As we can see below, the dataset is not balanced with only 1,079 goodware API call sequences and 42,797 malware API call sequences in it. It may be a good idea to use sampling method to improve the model’s performance.
The correlation plot shows that there are some correlated variables mainly focused betwen 20th and 45th API calls. It may mean that there are some typical patterns for a software to behave in a similar, sequential way and perform processes similar processes one by one, e.g. edit file, save file. However, most of the chart is gray which indicates no correlation. On the top of it, the row with malware variable is all grey which indicates no correlation between labels and explanatory variables.
Since there are no empty values, no prior data transformation is needed and the modelling part can be started. All variables will be taken into consideration when modelling since the data is sequential.
Following libraries were used in order to enable malware detection:
library(readr)
library(ggplot2)
library(reshape2)
library(tidyverse)
library(MASS)
library(tree)
library(caret)
library(rpart)
library(ROCR)
library(rpart.plot)
library(rattle)
library(pROC)
library(here)
library(e1071)
library(gbm)
library(dplyr)
library(tibble)
Classical approaches such as logistic regression will probably perform poorly or, in worst case generate random predictions from this dataset. It is therefore better to use methods such as Neural Networks and Decision Trees in order to be able to detect malware.
Prior to model development, data split is created. As a results, training and testing datasets are created. Both of them include a very similar proportion (2.5% and 97.5%) of malware and goodware observations (training: 743 goodwares 29971 malwares while testing: 336 and 12826).

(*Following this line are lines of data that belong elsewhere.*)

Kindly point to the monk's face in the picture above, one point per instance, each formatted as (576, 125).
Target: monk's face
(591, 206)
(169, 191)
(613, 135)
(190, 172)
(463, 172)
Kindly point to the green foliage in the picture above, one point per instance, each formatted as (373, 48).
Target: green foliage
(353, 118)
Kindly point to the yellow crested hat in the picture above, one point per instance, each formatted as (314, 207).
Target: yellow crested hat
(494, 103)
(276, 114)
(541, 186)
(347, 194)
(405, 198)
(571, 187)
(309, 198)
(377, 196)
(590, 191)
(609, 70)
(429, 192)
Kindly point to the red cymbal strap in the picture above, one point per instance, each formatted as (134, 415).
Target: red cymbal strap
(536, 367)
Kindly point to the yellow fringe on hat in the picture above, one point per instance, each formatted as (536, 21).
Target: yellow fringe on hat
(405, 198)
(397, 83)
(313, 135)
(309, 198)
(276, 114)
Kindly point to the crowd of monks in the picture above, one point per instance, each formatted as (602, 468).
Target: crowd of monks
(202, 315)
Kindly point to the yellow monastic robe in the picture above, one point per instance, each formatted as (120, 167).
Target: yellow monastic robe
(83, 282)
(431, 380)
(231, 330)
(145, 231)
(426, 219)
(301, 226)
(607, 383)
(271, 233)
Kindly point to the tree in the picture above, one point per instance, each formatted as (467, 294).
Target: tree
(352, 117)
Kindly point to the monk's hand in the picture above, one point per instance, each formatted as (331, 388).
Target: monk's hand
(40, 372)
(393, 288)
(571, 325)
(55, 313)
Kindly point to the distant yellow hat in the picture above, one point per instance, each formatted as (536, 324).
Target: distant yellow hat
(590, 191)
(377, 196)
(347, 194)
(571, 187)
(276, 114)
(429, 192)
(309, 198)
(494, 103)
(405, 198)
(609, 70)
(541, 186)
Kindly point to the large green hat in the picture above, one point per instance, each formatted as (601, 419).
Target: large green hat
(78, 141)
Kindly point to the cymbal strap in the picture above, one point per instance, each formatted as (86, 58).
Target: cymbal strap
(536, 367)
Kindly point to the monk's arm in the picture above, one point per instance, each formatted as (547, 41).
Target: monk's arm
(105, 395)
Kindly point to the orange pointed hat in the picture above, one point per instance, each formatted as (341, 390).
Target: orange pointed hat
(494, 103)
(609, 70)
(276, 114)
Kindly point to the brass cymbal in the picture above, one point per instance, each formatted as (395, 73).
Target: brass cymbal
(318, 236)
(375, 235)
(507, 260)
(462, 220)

First algorithm that is going to be used in this study is Decision Tree. As it is a non parametric method that gauges the homogeneity of the target variable within each subgroup by finding the optimal split, it is a perfect algorithm considering the nature of this dataset. Let’s see how well it can perform in this case. First, a tree with default values will be generated.
set.seed(123456789)
training_obs <- createDataPartition(data$malware,
p = 0.7,
list = FALSE)
data.train <- data[training_obs,]
data.test <- data[-training_obs,]
model1.formula <- malware ~.
data.tree1 <-
rpart(model1.formula, # model formula
data = data.train, # data
method = "class")
fancyRpartPlot(data.tree1)
Let’s now see how well it detects malicious software.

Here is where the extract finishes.